Friday, 29 March 2019

End of the line

Brexit day. Supposedly. There's no getting around it. Theresa May's deal is a long way from what anybody wanted. According to reports, there were cheers from Brexiters outside Westminster when it was announced that the deal had yet again failed to pass. But now it all hangs in the balance. The legal default may be no deal but we have a little while to go before we know exactly which way this goes.

As a long time Brexit campaigner you might expect of me that I would be joining the protest outside Westminster, but this is as much the failure of Brexiters as it is parliament as an institution. I'm not wasting my money to wave flags at a Tommy Robinson jamboree or listen to witless speeches from the likes of Claire Fox of the Spiked ilk who have contributed precisely nothing to the debate over the last three years.

Moreover, leaving without a deal is not something to be celebrated. Terminating all formal trade relations and cooperation accords with our nearest and largest neighbour in peacetime is far from an accomplishment. No deal cannot stay no deal and in due course we'll be back in negotiations with the EU where the preconditions will be to implement the backstop as is and to cough up the £39bn - so we haven't actually achieved anything except to kick our own exporters in the balls.

Though there is much blame to go around, I can no longer single out any one culprit. In the end the ERG didn't come close to winning parliament over to their ideas, but parliament have enabled them through their collective ignorance, indolence and disarray. They could at any time have asserted themselves to hold the executive to account but passed up every opportunity to do so. We have drifted to this point by way of not making any affirmative decisions.
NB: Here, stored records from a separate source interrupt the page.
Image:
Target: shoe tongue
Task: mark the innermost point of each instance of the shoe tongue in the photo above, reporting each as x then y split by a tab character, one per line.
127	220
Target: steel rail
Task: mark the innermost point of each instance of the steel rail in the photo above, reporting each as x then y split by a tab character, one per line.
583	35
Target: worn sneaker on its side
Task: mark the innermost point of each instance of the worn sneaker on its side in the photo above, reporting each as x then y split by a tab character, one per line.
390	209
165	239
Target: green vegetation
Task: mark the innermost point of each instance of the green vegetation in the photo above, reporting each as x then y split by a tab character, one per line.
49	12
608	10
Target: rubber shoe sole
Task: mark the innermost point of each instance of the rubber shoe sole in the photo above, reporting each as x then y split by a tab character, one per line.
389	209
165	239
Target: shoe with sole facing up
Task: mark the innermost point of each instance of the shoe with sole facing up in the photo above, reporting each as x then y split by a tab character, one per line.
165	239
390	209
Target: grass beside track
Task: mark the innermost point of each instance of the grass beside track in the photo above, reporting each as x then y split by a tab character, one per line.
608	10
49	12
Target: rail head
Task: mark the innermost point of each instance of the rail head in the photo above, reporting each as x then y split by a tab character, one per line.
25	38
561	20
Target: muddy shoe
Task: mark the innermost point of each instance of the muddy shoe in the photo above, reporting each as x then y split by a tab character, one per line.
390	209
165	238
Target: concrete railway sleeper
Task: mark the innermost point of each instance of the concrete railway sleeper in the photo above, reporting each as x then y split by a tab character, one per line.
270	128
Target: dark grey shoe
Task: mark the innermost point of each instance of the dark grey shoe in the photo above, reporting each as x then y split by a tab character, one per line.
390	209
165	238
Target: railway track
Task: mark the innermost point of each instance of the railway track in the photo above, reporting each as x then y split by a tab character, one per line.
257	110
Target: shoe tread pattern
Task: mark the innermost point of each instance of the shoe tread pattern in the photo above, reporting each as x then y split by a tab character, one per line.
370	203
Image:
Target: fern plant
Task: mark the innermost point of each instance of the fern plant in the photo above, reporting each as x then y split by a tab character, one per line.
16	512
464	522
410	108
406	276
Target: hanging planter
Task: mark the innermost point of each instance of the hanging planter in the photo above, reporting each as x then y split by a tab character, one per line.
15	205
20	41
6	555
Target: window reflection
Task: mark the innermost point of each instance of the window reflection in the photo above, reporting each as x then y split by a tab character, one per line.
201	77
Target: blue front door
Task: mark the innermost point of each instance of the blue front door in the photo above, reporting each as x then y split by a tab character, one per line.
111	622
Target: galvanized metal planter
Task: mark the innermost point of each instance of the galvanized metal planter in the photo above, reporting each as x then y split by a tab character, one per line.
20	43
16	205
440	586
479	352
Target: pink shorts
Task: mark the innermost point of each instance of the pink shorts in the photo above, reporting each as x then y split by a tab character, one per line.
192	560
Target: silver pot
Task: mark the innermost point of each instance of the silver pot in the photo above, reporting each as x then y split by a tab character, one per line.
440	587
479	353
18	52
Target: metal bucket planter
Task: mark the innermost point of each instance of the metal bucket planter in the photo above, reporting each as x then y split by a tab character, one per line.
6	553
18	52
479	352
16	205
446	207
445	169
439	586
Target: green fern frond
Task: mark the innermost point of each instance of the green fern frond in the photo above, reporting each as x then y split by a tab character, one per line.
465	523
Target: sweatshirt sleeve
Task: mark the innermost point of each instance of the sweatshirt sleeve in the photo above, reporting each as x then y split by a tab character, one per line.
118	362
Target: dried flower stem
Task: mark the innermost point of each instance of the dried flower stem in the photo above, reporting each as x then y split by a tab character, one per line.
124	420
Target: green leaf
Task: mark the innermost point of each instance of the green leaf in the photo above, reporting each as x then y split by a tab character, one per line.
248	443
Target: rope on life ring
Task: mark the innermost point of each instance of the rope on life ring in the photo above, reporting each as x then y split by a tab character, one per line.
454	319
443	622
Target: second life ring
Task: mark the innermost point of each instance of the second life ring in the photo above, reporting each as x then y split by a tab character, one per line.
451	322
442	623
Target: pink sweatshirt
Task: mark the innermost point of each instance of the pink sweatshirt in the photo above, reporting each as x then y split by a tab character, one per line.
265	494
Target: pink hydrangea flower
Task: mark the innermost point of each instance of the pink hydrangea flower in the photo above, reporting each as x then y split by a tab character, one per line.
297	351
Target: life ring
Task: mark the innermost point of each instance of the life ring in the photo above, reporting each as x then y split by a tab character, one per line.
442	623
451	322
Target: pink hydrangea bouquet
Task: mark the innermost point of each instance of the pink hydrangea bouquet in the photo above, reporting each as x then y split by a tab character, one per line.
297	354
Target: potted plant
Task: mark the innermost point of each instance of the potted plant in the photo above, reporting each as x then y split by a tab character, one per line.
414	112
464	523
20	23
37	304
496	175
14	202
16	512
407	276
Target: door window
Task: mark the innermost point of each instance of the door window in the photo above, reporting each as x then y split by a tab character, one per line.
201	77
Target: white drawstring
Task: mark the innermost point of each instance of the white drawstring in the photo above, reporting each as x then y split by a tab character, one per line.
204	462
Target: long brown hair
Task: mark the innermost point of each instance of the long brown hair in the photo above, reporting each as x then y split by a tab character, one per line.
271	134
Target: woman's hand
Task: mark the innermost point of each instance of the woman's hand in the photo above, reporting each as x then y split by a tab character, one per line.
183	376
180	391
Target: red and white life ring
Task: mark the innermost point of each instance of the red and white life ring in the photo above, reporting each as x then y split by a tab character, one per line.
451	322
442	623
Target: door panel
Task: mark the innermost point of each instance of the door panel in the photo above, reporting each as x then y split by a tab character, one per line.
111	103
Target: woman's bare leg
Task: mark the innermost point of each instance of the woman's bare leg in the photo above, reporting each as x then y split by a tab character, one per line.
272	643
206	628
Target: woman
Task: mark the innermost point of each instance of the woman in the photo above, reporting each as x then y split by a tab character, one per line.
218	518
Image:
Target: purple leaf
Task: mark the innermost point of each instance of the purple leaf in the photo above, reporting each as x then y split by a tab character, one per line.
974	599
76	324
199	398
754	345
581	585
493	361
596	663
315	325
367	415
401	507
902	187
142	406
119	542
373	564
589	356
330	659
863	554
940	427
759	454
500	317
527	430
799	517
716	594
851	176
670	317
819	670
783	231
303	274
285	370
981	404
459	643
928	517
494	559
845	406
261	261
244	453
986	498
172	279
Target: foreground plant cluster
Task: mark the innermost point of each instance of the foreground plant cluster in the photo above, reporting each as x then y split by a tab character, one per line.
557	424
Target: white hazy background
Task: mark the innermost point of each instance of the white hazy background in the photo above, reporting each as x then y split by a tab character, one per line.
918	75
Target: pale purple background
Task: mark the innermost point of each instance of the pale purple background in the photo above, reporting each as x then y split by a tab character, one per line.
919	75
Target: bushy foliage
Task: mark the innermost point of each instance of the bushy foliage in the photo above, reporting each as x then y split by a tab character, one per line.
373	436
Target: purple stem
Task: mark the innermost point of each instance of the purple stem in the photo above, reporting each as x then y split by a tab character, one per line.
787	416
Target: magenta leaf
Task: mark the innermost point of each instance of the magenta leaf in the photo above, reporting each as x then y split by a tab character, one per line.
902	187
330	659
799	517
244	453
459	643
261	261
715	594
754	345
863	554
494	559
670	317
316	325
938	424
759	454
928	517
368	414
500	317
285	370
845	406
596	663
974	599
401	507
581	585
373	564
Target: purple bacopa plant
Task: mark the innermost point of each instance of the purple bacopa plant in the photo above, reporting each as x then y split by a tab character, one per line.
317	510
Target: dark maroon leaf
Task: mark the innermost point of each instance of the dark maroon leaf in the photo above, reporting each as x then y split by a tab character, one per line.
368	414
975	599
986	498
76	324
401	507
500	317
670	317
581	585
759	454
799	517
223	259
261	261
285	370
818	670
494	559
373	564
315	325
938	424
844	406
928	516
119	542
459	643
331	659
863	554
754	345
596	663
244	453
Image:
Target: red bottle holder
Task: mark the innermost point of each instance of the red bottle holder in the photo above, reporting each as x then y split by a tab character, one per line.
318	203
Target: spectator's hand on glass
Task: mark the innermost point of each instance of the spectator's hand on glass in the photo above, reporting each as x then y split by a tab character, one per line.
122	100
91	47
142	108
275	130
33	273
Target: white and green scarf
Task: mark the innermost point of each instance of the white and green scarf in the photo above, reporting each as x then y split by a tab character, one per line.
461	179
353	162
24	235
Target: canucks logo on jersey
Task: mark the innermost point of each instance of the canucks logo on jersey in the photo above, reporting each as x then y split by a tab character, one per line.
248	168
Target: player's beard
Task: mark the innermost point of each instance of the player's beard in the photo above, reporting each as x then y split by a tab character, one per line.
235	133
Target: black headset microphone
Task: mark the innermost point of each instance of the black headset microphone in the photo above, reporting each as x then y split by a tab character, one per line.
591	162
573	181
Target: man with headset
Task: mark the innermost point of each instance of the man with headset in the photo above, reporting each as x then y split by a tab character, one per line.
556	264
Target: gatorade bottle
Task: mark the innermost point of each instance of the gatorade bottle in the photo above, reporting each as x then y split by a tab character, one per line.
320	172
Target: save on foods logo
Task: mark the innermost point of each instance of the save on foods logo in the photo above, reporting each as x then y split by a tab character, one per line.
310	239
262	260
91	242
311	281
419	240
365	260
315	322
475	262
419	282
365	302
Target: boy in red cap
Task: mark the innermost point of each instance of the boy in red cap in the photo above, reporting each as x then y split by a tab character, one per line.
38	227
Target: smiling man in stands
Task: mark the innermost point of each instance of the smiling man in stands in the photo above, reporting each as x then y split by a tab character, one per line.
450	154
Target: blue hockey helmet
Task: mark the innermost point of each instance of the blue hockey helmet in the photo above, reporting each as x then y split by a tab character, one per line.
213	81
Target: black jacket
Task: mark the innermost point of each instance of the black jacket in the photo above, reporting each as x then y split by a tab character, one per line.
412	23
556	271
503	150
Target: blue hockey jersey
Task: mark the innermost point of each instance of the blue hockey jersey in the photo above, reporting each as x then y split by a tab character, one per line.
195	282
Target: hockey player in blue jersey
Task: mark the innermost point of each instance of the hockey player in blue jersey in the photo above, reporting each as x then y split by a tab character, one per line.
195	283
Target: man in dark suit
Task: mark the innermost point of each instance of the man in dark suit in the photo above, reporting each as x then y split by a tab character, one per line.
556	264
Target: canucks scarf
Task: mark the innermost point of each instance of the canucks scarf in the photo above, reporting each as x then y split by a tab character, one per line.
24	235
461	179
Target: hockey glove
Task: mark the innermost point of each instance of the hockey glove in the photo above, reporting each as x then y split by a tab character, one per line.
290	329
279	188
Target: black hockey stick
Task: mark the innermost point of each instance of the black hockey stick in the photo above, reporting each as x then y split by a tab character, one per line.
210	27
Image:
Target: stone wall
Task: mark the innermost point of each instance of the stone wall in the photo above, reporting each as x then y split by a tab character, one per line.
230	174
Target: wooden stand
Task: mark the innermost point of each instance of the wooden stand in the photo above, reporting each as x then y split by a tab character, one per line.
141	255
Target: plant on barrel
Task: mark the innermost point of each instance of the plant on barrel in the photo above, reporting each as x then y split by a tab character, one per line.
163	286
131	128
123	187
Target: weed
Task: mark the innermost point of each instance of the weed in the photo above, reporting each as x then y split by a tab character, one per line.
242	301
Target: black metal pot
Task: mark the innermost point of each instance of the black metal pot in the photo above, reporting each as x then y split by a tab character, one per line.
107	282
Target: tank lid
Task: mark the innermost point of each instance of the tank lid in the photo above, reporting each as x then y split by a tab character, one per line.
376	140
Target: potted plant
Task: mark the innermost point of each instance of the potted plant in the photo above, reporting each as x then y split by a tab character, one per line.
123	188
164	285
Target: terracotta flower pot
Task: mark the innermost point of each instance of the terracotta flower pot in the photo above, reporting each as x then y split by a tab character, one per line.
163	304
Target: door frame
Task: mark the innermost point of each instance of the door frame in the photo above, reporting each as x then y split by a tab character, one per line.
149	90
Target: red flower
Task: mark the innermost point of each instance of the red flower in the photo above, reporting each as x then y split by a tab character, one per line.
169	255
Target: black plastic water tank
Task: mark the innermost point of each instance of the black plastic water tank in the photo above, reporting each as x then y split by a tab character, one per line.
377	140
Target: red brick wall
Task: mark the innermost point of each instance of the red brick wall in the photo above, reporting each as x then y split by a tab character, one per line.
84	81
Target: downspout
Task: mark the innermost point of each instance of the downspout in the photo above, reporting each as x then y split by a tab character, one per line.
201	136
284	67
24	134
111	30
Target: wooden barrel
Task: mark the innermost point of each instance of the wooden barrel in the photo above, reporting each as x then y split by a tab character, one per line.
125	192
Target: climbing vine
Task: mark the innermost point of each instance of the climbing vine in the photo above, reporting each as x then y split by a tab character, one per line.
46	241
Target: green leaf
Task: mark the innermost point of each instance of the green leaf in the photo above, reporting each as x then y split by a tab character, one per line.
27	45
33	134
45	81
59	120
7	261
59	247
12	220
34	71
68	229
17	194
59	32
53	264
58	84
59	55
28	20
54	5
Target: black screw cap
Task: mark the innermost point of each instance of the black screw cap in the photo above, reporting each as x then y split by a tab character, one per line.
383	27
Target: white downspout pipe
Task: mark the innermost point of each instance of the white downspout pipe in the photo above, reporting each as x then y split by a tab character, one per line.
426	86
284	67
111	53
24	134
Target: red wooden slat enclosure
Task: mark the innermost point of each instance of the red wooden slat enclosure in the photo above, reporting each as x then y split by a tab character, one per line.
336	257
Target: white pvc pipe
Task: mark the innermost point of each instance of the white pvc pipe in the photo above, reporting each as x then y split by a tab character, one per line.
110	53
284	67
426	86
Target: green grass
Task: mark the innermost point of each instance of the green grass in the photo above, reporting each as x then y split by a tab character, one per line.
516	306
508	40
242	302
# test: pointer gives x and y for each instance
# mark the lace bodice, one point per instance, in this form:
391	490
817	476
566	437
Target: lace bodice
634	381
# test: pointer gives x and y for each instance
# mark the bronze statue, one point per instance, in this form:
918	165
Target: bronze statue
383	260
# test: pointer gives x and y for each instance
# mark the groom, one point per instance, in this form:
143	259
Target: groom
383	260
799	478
Ultimately, though, this comes down to a schism between parliament and the public. Parliament just won't do what is required of it to deliver on the 2016 vote. They could have leveraged the softer Brexit they prefer. There have been a number of votes on the EEA Efta option, but instead have kicked the can down the road as often as Mrs May has. It was always going to be pushed right to the wire. Now we are at the wire, it comes down to a face-off between no deal and no Brexit. Essentially this is economic blackmail hoping that enough moderate leavers will chicken out. I think it's a little late for that.

As ever, though, the decision is not wholly our own. Brussels will have it's own views in due course, and whatever their verdict will be contingent on Mrs May going back to them with a coherent and decisive message. There is no reason to believe such will be forthcoming. Brussels may very well conclude that there is no mileage in letting this drag on.

The next few days will be telling. The government and parliament both have their work cut out but if they've not yet realised the urgency and gravity of their inaction by now then they probably never will. An accidental Brexit where we simply run out of time and options looks more likely than ever.

If by some means we do end up remaining then I will be torn between two narratives. On the one hand it will be a victory for a newly established ruling class who were never going to let us leave, but then at the same time, with no deal having such profoundly damaging consequences, it is arguable that parliament has done its job. No deal does not have majority support in the country.

Brexiters have held all the top job jobs, had every opportunity to engage in the process and present plans of their own. They could even have voted for May's deal when it mattered. They played for double or quits and there was every possibility they could lose. There was a win within their grasp and they threw it away. All the while, the astonishing ignorance and frivolousness of Brexiteers has undermined their own case through the course of negotiations. Never was a win so readily squandered.

As it happens, though, it really all rests on what Mrs May does next. She would be crucified by her own party were she to revoke Article 50 and there is no apparent support for another referendum. It looks like she has nowhere to go. Parliament's vote has now given control over the Brexit process to the EU Council and Commission. This is the end of the line. Whichever way it goes, this chapter ends in failure.